Protokoll der Sitzung vom 17.04.2020

Wir werden den Vorwurf darum nie ganz entkräften können. Wir können aber mit diesem Vorwurf sehr viel besser leben, als wenn wir in Kiel, Lübeck oder Flensburg Zustände gehabt hätten wie in Bergamo, Barcelona, Straßburg oder dieser Tage in New York. Meine sehr verehrten Damen und Herren, daran sollten wir uns immer erinnern, wenn wir das gemeinsam tun, was getan werden muss. - Vielen herzlichen Dank.

(Beifall SPD, CDU, BÜNDNIS 90/DIE GRÜNEN, FDP und SSW)
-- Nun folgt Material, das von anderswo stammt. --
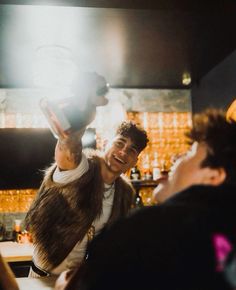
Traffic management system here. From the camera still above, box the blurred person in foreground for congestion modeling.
[56,109,236,290]
[26,73,148,277]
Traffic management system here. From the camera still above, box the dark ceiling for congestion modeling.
[0,0,236,88]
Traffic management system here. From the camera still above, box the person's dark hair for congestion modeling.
[187,109,236,183]
[116,121,149,152]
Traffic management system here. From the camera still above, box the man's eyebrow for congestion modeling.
[130,144,139,152]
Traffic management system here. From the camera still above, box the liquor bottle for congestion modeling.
[134,190,144,208]
[130,165,141,180]
[40,73,108,138]
[13,220,22,242]
[152,152,160,180]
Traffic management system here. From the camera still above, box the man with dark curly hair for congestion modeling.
[58,110,236,290]
[26,93,148,277]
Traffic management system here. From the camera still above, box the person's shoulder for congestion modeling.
[167,184,236,205]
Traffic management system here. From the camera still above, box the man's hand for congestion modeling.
[55,128,85,170]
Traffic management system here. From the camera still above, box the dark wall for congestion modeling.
[191,51,236,113]
[0,128,56,189]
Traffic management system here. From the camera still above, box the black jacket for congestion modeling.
[67,185,236,290]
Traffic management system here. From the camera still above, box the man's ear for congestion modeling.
[205,167,226,186]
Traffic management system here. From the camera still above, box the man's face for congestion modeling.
[105,135,139,174]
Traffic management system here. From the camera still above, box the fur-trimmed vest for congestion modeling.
[26,154,133,271]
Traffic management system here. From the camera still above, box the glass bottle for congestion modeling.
[152,152,160,180]
[130,165,141,180]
Das Wort für die CDU-Fraktion hat deren Fraktionsvorsitzender, der Abgeordnete Tobias Koch.

Herr Präsident! Meine sehr geehrten Damen und Herren! Auch wenn die heutige Landtagssitzung unter noch außergewöhnlicheren Umständen stattfindet als die letzte Sitzung im März, will ich doch zuallererst sagen: Es ist schön, wieder hier zu sein. Es ist eine Freude, Sie alle, die Kolleginnen und Kollegen, wieder persönlich zu sehen und sich im direkten Gespräch - wenn auch mit Mundschutz und entsprechendem Abstand - untereinander austauschen zu können.
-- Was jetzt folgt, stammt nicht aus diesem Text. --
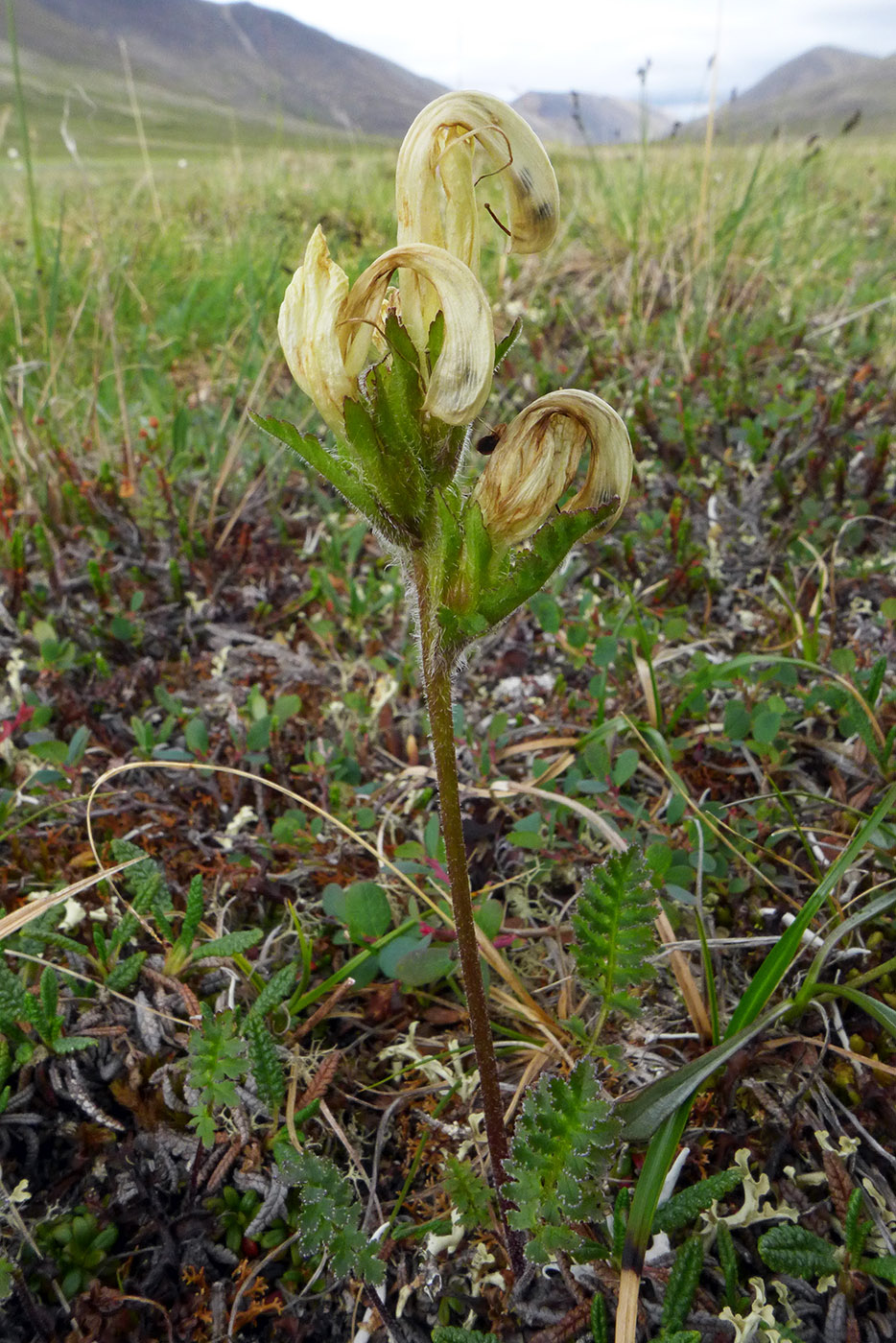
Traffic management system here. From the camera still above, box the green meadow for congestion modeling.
[0,107,896,1343]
(Beifall CDU, SPD, BÜNDNIS 90/DIE GRÜNEN, FDP und SSW - Zuruf Christo- pher Vogt [FDP])

Ich weiß nicht, wie es Ihnen geht, aber ich finde: Die unzähligen Telefon- und Videokonferenzen der letzten fünf Wochen sind wirklich kein Ersatz für dieses menschliche Miteinander. Man mag es kaum glauben: Sie und ihr alle habt mir in den letzten Wochen wirklich gefehlt.

(Zuruf SPD: Oh!)

- Ich hoffe, das gilt auch umgekehrt.

(Zurufe und Heiterkeit)

Meine Damen und Herren, Deutschland hat diese Krise bislang besser gemeistert als die meisten anderen Länder in Europa. Wir haben in Deutschland weniger Tote als Belgien mit seinen gerade einmal 11 Millionen Einwohnern, und wir haben trotz der größeren Bevölkerungszahl in Deutschland weniger Infizierte als in Frankreich. Die Todesrate fällt bei uns sogar um 80 % niedriger aus.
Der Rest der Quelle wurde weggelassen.